The primary performance specification in the UK, the PSA Specification, recommends that a raised floor should have a life of at least 25 years so the floor will see numerous changes over its life, some of which might have a detrimental effect on its structural performance.
If you are planning to reuse an access floor, we advise the use of our advice and inspection service to confirm that the floor can be safely used again. Professionally inspected access floors can be reused.
Our experienced technical support team can inspect any raised floor – it does not have to be manufactured or fitted by Kingspan. We will quickly tell you if it is safe to reuse. In some cases, a sample of the floor may need to be tested, and this can be carried out at our ISO-accredited in-house testing facility.
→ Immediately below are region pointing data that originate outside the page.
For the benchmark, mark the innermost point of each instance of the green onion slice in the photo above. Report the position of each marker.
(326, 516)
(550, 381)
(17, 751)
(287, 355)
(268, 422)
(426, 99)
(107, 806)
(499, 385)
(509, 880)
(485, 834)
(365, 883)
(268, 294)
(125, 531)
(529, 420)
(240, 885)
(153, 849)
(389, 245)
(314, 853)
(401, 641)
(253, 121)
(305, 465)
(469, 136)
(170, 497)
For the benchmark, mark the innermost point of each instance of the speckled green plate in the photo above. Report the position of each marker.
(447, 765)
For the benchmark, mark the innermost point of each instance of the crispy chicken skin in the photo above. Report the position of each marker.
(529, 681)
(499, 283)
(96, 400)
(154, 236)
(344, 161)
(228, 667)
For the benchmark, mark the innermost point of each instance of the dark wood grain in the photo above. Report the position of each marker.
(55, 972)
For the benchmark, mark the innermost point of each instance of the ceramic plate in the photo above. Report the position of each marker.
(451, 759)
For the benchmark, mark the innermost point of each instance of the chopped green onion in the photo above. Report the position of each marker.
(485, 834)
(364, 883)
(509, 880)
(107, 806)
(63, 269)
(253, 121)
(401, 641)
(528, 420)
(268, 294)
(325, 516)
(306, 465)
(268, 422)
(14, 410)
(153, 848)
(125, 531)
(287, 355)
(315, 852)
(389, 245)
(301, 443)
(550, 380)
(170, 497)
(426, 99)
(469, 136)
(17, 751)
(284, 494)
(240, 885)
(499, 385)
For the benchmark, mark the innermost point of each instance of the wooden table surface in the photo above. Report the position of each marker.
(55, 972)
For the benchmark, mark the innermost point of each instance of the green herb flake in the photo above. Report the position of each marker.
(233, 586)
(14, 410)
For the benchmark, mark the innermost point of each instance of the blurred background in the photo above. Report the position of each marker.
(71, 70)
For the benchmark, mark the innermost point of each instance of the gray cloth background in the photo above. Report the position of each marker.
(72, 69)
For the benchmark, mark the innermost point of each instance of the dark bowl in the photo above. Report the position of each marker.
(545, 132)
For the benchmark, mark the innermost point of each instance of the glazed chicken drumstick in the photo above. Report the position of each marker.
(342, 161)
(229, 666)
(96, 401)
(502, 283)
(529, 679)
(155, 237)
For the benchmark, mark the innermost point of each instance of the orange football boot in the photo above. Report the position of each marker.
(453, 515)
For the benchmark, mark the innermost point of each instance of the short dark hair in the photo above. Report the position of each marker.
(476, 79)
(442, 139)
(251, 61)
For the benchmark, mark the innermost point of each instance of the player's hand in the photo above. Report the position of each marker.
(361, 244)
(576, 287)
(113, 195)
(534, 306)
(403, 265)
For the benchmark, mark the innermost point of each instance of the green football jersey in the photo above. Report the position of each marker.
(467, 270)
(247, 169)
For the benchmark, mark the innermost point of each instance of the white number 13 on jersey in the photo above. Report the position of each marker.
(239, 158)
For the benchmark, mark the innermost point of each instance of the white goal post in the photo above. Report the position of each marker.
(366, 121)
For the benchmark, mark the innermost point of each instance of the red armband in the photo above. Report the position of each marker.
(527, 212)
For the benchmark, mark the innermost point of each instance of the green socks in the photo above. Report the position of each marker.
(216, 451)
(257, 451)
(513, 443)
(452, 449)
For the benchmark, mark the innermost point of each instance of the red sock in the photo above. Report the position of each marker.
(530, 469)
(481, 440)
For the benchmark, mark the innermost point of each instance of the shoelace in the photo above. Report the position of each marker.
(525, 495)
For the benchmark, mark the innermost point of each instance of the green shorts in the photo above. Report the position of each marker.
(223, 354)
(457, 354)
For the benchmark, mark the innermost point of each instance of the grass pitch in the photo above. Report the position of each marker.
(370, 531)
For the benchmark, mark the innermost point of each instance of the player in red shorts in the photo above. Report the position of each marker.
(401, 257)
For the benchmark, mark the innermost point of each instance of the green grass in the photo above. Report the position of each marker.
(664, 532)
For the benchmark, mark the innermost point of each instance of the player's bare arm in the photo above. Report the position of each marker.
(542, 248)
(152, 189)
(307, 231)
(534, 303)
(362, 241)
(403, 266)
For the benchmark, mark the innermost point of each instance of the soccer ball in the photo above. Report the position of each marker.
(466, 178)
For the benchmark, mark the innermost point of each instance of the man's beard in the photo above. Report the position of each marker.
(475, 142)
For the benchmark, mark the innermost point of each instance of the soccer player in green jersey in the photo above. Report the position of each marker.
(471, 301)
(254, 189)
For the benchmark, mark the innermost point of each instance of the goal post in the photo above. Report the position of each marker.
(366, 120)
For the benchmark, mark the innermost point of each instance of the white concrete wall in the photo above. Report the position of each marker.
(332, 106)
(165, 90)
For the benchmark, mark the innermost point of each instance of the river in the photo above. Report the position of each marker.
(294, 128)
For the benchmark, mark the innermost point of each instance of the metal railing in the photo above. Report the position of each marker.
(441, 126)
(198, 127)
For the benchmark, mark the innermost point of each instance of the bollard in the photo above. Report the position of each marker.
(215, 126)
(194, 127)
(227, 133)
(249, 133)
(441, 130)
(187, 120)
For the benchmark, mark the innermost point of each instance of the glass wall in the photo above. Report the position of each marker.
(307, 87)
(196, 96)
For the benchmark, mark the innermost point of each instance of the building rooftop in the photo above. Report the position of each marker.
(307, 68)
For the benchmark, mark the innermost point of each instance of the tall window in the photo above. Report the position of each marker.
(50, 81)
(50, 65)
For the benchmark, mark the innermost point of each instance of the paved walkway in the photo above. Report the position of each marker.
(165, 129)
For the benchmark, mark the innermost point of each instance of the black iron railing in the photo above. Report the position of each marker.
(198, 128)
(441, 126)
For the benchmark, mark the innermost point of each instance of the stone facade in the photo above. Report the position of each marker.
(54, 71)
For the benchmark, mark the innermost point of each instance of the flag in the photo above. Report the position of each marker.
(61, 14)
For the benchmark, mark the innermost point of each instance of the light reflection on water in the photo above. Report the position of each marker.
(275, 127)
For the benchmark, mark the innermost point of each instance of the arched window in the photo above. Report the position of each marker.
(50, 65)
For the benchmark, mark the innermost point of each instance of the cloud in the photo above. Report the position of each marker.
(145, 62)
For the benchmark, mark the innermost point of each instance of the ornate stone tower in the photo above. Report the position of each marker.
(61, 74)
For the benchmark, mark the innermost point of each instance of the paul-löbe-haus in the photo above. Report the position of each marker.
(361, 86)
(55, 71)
We’re committed to the environment and recycling. For this reason, we offer a service where we will take back our old raised flooring systems and recycle the steel and chipboard cores for safe reuse.
If you need our technical support to confirm whether a raised flooring system is suitable for reuse contact us now on 01482 781701.
The expected life span of a raised access floor system is outlined in the PSA MOB PF2 PS / SPU specification as:
There is no mention of life span in the BS EN 12825 standard although it can be reasonably expected that the raised floor has a life span in keeping with the period of time between major refurbishments of the building which may be 25 years.
The exact maintenance requirements for any specific installation will be clearly laid out in the Project Operating & Maintenance Manual. This will take due regard for the products and floor finishes used and also the anticipated loadings on the floor in terms of static loads, rolling loads and pedestrian traffic.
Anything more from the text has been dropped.